存储数组的最大长度设置为Integer的最大值 - 8。

private static final int MAX_ARRAY_SIZE = Integer.MAX_VALUE - 8;

如果新容量大于存储数组的最大容量：如果旧容量已经等于存储数组的最大容量，则不做任何动作直接返回；否则，新容量置为存储数组的最大容量（已满）。

步骤：

创建一个新的存储数组，容量为新容量newCapacity。

modCount++，结构性变更。

使用新容量更新阈值 threshold。

双层for循环，使用新的容量取模重新计算在新的存储数组中的位置。

protected void rehash() {

        int oldCapacity = table.length;

        Entry<?,?>[] oldMap = table;

        // 设置rehash后的新容量 START...

        int newCapacity = (oldCapacity << 1) + 1; // 新的容量 = 旧容量 * 2 + 1

        if (newCapacity - MAX_ARRAY_SIZE > 0) { //如果新容量大于存储数组的最大容量

            if (oldCapacity == MAX_ARRAY_SIZE)

                // Keep running with MAX_ARRAY_SIZE buckets

                return;

            newCapacity = MAX_ARRAY_SIZE;

        }

        // 设置rehash后的新容量 END.

        Entry<?,?>[] newMap = new Entry<?,?>[newCapacity];

        modCount++;

		// 使用新容量更新阈值

        threshold = (int)Math.min(newCapacity * loadFactor, MAX_ARRAY_SIZE + 1);

        table = newMap;

        for (int i = oldCapacity ; i-- > 0 ;) {

        // 遍历旧的存储数组

            for (Entry<K,V> old = (Entry<K,V>)oldMap[i] ; old != null ; ) {

	            // 如果当前索引位置的链表存在元素，则处理

                Entry<K,V> e = old; // 记录旧的元素

                old = old.next;  // 下一次内层for循环则处理当前元素的下一个元素

				//旧的元素重新根据新容量计算hash

                int index = (e.hash & 0x7FFFFFFF) % newCapacity;

                e.next = (Entry<K,V>)newMap[index];

				//将旧数据放到新表中的新index位置上

                newMap[index] = e;//放置旧元素

            }

        }

        //for循环完成旧表数据堆放到新表中去, 就是一次rehash

    }

get(Object key)

get(Object key) 方法根据指定的key获取其value。该方法通过key的hash值，再进行高位按位与，获取到索引index，然后遍历存储数组，直到找到 hash、key均相等的元素，返回其value。
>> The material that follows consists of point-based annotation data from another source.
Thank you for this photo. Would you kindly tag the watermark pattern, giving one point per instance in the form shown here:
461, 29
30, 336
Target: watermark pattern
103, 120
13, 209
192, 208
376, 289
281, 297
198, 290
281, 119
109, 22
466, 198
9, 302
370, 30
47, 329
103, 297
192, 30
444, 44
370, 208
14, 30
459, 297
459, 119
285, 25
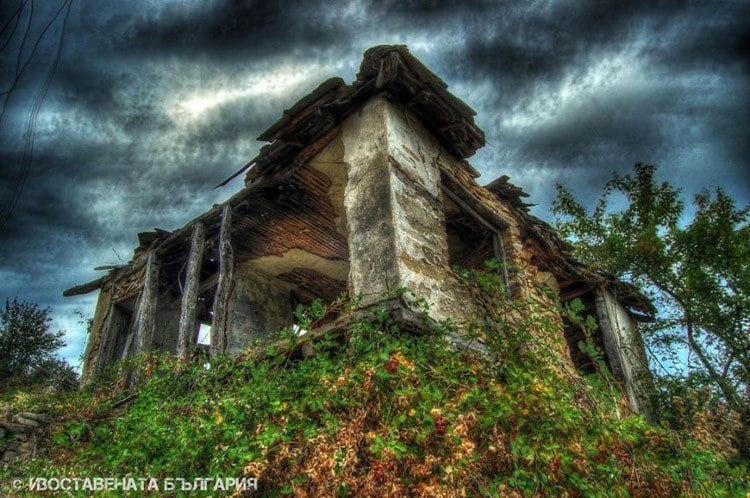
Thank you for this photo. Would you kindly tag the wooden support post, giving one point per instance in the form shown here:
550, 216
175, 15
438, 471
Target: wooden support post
501, 257
188, 308
146, 315
220, 322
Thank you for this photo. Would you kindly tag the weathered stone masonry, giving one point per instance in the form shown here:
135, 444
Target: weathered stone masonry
365, 189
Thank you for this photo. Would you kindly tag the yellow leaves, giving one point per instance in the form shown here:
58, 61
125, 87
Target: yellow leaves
403, 361
254, 469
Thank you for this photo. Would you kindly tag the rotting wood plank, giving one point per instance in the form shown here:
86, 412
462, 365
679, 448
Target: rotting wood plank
189, 304
145, 319
467, 198
220, 323
84, 288
501, 257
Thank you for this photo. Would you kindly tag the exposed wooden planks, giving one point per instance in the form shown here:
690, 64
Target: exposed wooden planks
145, 319
221, 323
189, 304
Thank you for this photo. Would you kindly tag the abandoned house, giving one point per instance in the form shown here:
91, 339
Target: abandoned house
362, 188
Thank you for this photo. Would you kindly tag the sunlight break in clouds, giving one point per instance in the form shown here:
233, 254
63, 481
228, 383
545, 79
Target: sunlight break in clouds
277, 82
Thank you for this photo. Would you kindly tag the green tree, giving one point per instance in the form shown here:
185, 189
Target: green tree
696, 270
26, 342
public synchronized V get(Object key) {

        Entry<?,?> tab[] = table;

        int hash = key.hashCode();

        int index = (hash & 0x7FFFFFFF) % tab.length;

        for (Entry<?,?> e = tab[index] ; e != null ; e = e.next) {

            if ((e.hash == hash) && e.key.equals(key)) {

                return (V)e.value;

            }

        }

        return null;

    }

contains(Object value)

contains(Object value) 判断哈希表的存储数组中是否包含指定的value。会遍历数组，去匹配value，找到一个就返回true。



public synchronized boolean contains(Object value) {

        if (value == null) {

            throw new NullPointerException();

        }

        Entry<?,?> tab[] = table;

        for (int i = tab.length ; i-- > 0 ;) {

            for (Entry<?,?> e = tab[i] ; e != null ; e = e.next) {

                if (e.value.equals(value)) {

                    return true;

                }

            }

        }

        return false;

    }

containsKey(Object key)

containsKey(Object key) 方法用于检查哈希表中是否包含指定的key。
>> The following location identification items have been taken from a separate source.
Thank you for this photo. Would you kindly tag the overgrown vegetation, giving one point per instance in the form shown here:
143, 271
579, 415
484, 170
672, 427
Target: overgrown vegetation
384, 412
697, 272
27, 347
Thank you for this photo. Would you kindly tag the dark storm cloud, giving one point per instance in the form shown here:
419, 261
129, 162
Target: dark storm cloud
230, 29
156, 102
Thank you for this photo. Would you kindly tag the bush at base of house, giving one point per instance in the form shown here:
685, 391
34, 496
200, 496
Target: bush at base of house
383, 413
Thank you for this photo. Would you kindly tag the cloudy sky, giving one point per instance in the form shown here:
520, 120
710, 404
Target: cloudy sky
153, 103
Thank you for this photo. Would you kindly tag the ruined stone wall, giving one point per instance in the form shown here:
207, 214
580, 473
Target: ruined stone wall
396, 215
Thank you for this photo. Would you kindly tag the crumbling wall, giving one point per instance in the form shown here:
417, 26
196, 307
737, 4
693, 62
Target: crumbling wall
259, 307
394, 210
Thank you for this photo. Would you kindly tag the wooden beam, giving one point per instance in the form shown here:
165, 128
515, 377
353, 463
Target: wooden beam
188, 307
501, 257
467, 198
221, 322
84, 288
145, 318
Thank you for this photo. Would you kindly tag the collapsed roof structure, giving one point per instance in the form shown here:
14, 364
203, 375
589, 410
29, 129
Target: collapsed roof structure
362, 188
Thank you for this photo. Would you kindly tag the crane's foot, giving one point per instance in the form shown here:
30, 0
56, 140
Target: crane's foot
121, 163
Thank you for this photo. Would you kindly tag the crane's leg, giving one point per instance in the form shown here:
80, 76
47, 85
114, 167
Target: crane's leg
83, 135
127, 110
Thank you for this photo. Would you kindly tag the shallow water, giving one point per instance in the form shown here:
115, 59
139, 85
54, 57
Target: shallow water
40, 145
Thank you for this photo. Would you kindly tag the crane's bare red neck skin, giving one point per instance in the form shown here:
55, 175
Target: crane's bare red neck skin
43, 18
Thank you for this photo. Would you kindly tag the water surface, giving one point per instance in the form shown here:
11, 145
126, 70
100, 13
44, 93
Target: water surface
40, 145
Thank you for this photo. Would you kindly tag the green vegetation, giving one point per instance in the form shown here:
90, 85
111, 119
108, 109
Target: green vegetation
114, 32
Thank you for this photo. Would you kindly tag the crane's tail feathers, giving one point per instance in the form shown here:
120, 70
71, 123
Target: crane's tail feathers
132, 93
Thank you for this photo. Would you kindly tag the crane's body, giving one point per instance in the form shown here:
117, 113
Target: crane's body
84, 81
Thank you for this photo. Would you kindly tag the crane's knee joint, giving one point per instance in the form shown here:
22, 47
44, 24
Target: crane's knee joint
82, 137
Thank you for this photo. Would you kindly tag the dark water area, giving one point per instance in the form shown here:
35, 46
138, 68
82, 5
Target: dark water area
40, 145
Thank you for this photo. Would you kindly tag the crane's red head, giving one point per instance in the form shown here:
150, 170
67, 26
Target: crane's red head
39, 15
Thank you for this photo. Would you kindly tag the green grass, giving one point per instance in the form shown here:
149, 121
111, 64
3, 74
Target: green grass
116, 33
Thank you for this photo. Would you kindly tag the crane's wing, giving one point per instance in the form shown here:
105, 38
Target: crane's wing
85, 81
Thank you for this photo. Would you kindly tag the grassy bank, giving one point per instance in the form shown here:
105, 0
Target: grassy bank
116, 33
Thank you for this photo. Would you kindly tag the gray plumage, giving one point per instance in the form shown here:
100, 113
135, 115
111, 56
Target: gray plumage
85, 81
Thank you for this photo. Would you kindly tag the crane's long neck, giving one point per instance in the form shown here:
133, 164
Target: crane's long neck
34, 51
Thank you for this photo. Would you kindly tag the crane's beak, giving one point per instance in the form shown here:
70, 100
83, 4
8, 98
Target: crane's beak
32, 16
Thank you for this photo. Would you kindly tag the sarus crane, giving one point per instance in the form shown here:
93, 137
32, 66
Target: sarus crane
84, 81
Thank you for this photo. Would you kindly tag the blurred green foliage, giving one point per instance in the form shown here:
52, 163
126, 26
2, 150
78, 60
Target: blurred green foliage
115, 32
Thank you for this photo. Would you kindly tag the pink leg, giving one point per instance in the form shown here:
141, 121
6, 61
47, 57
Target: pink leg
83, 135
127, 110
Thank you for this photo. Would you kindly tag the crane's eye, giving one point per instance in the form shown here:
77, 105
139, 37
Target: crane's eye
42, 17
public synchronized boolean containsKey(Object key) {

        Entry<?,?> tab[] = table;

        int hash = key.hashCode();

        int index = (hash & 0x7FFFFFFF) % tab.length;

        for (Entry<?,?> e = tab[index] ; e != null ; e = e.next) {

            if ((e.hash == hash) && e.key.equals(key)) {

                return true;

            }

        }

        return false;

    }

remove(Object key)

remove 操作移除指定的key。会改变 modCount 、count 的值。
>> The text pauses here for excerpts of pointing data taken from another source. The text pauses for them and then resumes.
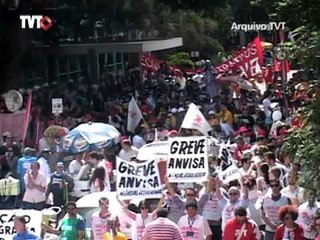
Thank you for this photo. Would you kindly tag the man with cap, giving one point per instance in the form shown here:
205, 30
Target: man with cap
127, 151
57, 185
241, 227
12, 150
24, 164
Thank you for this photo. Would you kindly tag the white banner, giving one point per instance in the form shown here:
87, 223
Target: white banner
188, 159
228, 169
138, 180
7, 230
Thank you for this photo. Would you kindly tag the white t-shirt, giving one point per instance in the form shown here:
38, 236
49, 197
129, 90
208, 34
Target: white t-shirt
297, 194
138, 141
212, 210
127, 155
98, 225
271, 209
197, 228
306, 218
266, 106
228, 209
139, 226
74, 167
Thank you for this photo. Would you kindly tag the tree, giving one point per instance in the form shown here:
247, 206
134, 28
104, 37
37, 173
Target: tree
304, 144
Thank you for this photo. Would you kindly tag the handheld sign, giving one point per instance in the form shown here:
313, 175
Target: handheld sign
188, 159
138, 180
228, 170
7, 230
57, 106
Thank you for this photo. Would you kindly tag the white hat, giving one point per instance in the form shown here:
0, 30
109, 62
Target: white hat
174, 110
181, 109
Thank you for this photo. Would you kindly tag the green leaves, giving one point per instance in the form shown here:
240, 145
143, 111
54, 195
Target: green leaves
304, 143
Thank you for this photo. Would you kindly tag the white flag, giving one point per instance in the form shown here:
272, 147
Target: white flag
134, 115
194, 119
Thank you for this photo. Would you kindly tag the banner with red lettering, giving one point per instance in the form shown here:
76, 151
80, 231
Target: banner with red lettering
150, 63
248, 60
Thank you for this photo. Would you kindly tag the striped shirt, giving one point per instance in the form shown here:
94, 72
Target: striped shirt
162, 229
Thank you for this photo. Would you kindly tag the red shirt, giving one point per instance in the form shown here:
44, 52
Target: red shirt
297, 232
233, 228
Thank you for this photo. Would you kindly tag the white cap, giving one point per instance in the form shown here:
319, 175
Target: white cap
181, 109
174, 110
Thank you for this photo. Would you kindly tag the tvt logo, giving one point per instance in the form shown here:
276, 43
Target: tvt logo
35, 21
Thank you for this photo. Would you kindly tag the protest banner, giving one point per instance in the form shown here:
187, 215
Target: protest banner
138, 180
248, 60
7, 230
188, 159
228, 169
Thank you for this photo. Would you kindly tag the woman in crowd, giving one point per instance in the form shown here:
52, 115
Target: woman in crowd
141, 219
97, 181
36, 183
19, 223
289, 229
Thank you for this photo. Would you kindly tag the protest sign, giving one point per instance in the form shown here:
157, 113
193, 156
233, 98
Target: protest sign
228, 170
138, 180
7, 230
57, 106
248, 60
188, 159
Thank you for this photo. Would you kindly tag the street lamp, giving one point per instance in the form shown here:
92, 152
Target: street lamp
281, 56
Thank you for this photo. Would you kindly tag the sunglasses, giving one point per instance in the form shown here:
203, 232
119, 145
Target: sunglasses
233, 194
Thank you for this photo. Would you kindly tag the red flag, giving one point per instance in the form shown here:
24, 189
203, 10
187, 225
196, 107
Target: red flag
249, 60
277, 66
27, 117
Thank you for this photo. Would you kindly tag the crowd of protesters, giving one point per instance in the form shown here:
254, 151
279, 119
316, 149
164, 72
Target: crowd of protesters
266, 202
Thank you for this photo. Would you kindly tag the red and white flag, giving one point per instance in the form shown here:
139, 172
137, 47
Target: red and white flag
194, 119
134, 115
27, 117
public synchronized V remove(Object key) {

        Entry<?,?> tab[] = table;

        int hash = key.hashCode();

        int index = (hash & 0x7FFFFFFF) % tab.length;

        @SuppressWarnings("unchecked")

        Entry<K,V> e = (Entry<K,V>)tab[index];

        for(Entry<K,V> prev = null ; e != null ; prev = e, e = e.next) {

            if ((e.hash == hash) && e.key.equals(key)) {

                modCount++;

                if (prev != null) {

                    prev.next = e.next;

                } else {

                    tab[index] = e.next;

                }

                count--;

                V oldValue = e.value;

                e.value = null;

                return oldValue;

            }

        }

        return null;

    }

clear()

clear() 方法会改变 modCount、count 的值。将存储数组中元素置为 null。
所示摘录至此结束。